Rechtbank Zeeland-West-Brabant

Datum uitspraak
23 november 2022
Publicatiedatum
23 november 2022
Zaaknummer
21/3939
Instantie
Rechtbank Zeeland-West-Brabant
Type
Uitspraak
Procedures
  • Eerste aanleg - enkelvoudig
Vindplaatsen
  • Rechtspraak.nl
AI samenvatting door LexboostAutomatisch gegenereerd

Beoordeling van leges bij aanvraag omgevingsvergunning en akkoordverklaring

In deze uitspraak van de Rechtbank Zeeland-West-Brabant op 23 november 2022, wordt het beroep van belanghebbende tegen de uitspraak op bezwaar van de heffingsambtenaar beoordeeld. De heffingsambtenaar had aan belanghebbende een aanslag in de leges opgelegd van € 60,65, welke door belanghebbende werd betwist. De rechtbank behandelt het beroep dat is ingediend na de ongegrondverklaring van het bezwaar door de heffingsambtenaar op 30 juli 2021. Tijdens de zittingen op 12 oktober en 11 november 2022 zijn zowel belanghebbende als vertegenwoordigers van de heffingsambtenaar aanwezig geweest.

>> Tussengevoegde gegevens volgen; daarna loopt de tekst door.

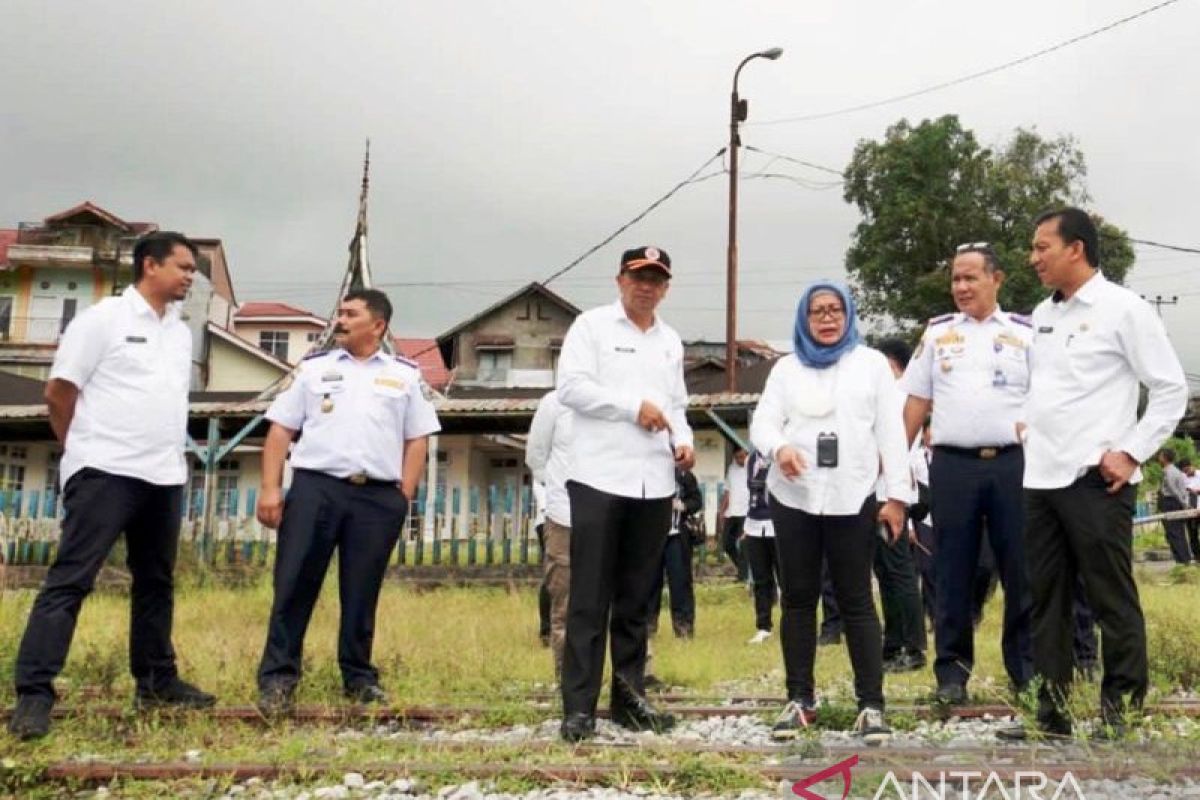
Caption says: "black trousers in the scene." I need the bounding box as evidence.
[721,517,749,583]
[742,536,779,631]
[929,447,1032,686]
[875,536,925,658]
[16,468,184,698]
[647,534,696,636]
[770,494,883,710]
[1025,468,1150,721]
[1158,495,1192,564]
[534,523,550,639]
[258,469,408,688]
[563,481,671,715]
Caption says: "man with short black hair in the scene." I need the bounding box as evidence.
[256,289,440,715]
[8,230,216,739]
[558,247,695,741]
[998,207,1188,738]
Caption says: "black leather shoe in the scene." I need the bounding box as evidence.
[8,694,54,741]
[608,676,676,733]
[258,682,295,717]
[558,711,596,744]
[346,684,388,705]
[934,684,967,705]
[133,678,217,709]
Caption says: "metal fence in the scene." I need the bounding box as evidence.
[0,485,720,567]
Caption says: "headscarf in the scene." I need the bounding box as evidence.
[792,279,862,369]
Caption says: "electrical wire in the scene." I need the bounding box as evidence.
[748,0,1180,126]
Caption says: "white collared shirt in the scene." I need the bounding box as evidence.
[266,348,442,482]
[526,391,575,528]
[900,307,1033,447]
[558,300,692,498]
[1022,272,1188,489]
[50,287,192,486]
[750,344,912,515]
[725,461,750,517]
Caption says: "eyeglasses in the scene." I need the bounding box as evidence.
[809,306,846,319]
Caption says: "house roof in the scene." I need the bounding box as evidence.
[437,281,580,344]
[43,200,158,234]
[391,336,450,392]
[234,300,328,327]
[0,230,18,269]
[206,323,292,373]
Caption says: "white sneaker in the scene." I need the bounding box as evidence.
[746,630,770,644]
[854,706,892,747]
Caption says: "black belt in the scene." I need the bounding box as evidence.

De rechtbank concludeert dat belanghebbende op 15 april 2020 een aanvraag voor een omgevingsvergunning heeft ingediend, waarbij hij een akkoordverklaring heeft ondertekend. De gemeente Breda heeft aanvullende gegevens opgevraagd, maar deze zijn niet ontvangen, waardoor de aanvraag buiten behandeling is gesteld. De rechtbank oordeelt dat de leges terecht zijn opgelegd, aangezien belanghebbende de aanvraag heeft ingediend en de bijbehorende kosten moet dragen. De rechtbank wijst de argumenten van belanghebbende af, waaronder het beroep op dwaling, en stelt vast dat de leges correct zijn berekend volgens de geldende verordening.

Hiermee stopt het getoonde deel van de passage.